Hedge funds and other large speculators are gobbling up the dollar and Treasuries in the hunt for yield.
Investors held a net 375,137 contracts that would profit from dollar gains, the most in four months, based on the latest available data from the Commodity Futures Trading Commission in Washington. Their position in Treasury 10-year futures climbed to 27,400 contracts, the most in two years, the data show.
With the Federal Reserve poised to raise its benchmark federal funds rate, investors trying to capture yield have pushed the dollar up against all 16 major currencies in the past 12 months. The U.S. is the only nation among the Group of Seven where 10-year notes yield more than 2 percent. At the same time, an inflation rate that’s close to zero will help protect bondholders.
“If the Fed starts to raise the fed funds rate, that means a higher dollar,” said Hiroki Shimazu, senior market economist in Tokyo at SMBC Nikko Securities Inc., a unit of Japan’s second-largest bank. Investors can expect “a much lower inflation rate,” he said.
Benchmark U.S. 10-year notes yielded 2.26 percent as of 6:07 a.m. in London. Equivalent yields were 0.69 percent in Germany and 0.41 percent in Japan.
In the rest of the G-7, yields were 1.93 percent in the U.K., 1.87 percent in Italy, 1.49 percent in Canada, and 0.97 percent in France. The dollar was little changed at $1.1008 per euro on Monday.
The Fed has kept the federal funds rate, the rate banks charge each other on overnight loans, in a range between zero and 0.25 percent since 2008 to support the economy. The odds of an increase this year are about 71 percent, according to data compiled by Bloomberg based on futures.
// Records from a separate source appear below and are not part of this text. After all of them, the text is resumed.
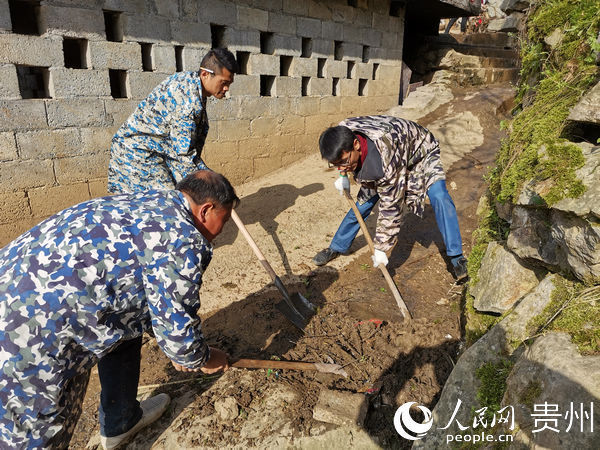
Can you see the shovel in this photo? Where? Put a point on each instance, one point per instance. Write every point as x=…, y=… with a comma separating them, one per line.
x=403, y=309
x=295, y=307
x=293, y=365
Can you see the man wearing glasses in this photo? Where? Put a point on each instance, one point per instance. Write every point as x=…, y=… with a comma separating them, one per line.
x=398, y=162
x=161, y=142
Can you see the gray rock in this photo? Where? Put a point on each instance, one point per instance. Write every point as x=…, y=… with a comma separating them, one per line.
x=580, y=242
x=553, y=371
x=226, y=408
x=504, y=211
x=588, y=108
x=503, y=280
x=494, y=9
x=498, y=343
x=530, y=237
x=265, y=418
x=509, y=24
x=566, y=237
x=340, y=408
x=509, y=6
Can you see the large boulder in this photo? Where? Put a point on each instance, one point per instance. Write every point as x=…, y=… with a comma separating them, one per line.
x=565, y=237
x=510, y=24
x=503, y=280
x=588, y=108
x=496, y=345
x=552, y=371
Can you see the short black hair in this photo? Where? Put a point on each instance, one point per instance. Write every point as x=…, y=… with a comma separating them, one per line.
x=334, y=141
x=208, y=186
x=217, y=58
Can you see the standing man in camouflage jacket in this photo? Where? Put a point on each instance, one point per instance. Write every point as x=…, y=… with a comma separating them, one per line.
x=92, y=279
x=398, y=162
x=162, y=140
Since at least 1999, inflation has rarely been as bad as the $12.7 trillion Treasury market has suggested, data compiled by Bloomberg show.
The market’s five-year estimate for inflation beginning five years from now, a model the Fed uses in setting rates, has consistently been off the mark, regardless of whether rates were high or low, according to the data.
“People in the marketplace are totally overestimating inflation,” said Thomas di Galoma, the head of fixed-income rates and credit at ED&F Man Capital Markets in New York. “They believe as the Fed keeps rates at zero you’re going to get inflation, and that’s been proven to be false.”
While consumer prices have barely budged this year as oil tumbled, traders expect inflation in the next five years to average 1.42 percent a year and then top 2 percent in the half-decade after that, based on bond metrics.